Pierre-André Page au Canada

23 avril 2026

Pierre-André Page, le plus haut dirigeant suisse : «Patience jusqu'au changement aux Etats-Unis».»

Source : SRF news online / Auteur : Gian Paolo Driussi / RSI

18.04.2026, 21:20 heures

Au vu des relations tendues avec son important partenaire commercial, les Etats-Unis, la Suisse se tourne de plus en plus vers des alternatives. Une délégation parlementaire suisse, menée par le président du Conseil national Pierre-André Page (UDC/FR), s'est rendue au Canada pour y rencontrer le Premier ministre Mark Carney. Il a été question, entre autres, de l'actualisation de l'accord de libre-échange conclu entre les deux pays en 2009.

«En attente d'un changement» : Trump a également été évoqué au Canada

«Face aux problèmes qui sont apparus avec Donald Trump, je me suis dit qu'il fallait aller là-bas pour trouver d'autres marchés, d'autres accords et des contacts au-delà des États-Unis», explique Page dans une interview à la Radio Télévision Suisse italienne (RSI).

Pierre-André Page, avez-vous déjà obtenu des résultats lors de votre rencontre avec le Premier ministre Mark Carney mardi dernier ?

De Carney, je me souvenais de son discours au WEF à Davos, lorsqu'il avait eu le courage de dire ce que beaucoup pensaient : «Si tu ne t'assieds pas à la table des négociations, tu finiras au menu». Lorsque je lui ai parlé de cela maintenant, il n'a pas pu s'empêcher de rire. Mais il a aussi tout de suite compris la signification de ces mots pour nous. Je lui ai expliqué que la Suisse avait récemment signé de nombreux accords avec l'Asie et que nous devrions mettre à jour l'accord de libre-échange avec le Canada. Je pense que nous avons réussi à le sensibiliser à ce sujet. Notre message est passé : qu'il est important d'investir aussi en Suisse et que le Canada peut devenir une priorité pour nous.

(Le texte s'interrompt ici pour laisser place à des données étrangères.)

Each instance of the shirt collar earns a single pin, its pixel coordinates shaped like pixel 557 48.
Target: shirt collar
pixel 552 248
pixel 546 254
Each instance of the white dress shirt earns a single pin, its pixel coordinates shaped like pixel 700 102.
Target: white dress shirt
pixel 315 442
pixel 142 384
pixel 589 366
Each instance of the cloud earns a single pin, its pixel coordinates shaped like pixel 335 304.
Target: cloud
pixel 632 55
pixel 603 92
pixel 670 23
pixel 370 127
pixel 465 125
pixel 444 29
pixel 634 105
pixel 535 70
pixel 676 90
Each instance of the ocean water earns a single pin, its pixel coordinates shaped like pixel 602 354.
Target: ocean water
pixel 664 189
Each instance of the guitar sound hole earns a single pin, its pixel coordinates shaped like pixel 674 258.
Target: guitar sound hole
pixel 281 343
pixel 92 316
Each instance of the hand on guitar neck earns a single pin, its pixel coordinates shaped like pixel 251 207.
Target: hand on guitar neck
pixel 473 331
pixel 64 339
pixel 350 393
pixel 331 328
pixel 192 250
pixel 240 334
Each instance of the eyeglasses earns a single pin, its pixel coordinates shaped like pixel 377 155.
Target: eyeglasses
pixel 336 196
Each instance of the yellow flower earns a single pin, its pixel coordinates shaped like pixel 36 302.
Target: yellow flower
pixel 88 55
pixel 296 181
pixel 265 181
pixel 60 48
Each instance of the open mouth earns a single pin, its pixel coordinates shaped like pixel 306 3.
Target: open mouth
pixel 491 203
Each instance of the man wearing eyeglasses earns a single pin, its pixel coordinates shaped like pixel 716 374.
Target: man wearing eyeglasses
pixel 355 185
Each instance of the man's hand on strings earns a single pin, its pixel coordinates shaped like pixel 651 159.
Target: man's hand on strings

Je ne pense pas qu'il soit possible de travailler de manière stable avec Trump.Auteur:Pierre-André PagePrésident du Conseil national

Concrètement, comment l'accord de libre-échange avec le Canada doit-il être mis à jour ?

Nous devons par exemple nous attaquer à la question de la double imposition. Il y a aussi des difficultés dans le domaine de l'agriculture. En tant qu'agriculteur, j'étais bien placé pour aborder le sujet. Je lui ai dit que nous étions ouverts au dialogue, mais que des compensations étaient également nécessaires. Ni notre agriculture ni l'agriculture canadienne ne doivent en souffrir. Maintenant, nous transmettons la balle au Secrétariat d'État à l'économie et aux conseillers fédéraux compétents.

Avez-vous demandé conseil à Mark Carney sur la manière de traiter avec Trump ?

Non, mais je pense qu'au Canada, on voit les choses de la même manière : qu'on peut lui parler, mais que deux heures plus tard, on doit s'attendre à l'exact contraire de ce qu'il a dit. C'est ce qu'ils nous ont confirmé. Pour la Suisse, il est important d'entretenir de bons contacts avec les États-Unis afin d'éviter de nouveaux droits de douane. Mais je ne pense pas que l'on puisse travailler avec Trump de manière stable et prévisible à long terme. Il faut essayer de préserver ce qui existe déjà, sans le provoquer. Jusqu'à ce qu'il y ait un changement à la présidence. Je suis peut-être un peu direct, mais je pense que la patience est la vertu la plus importante dans les relations avec les États-Unis.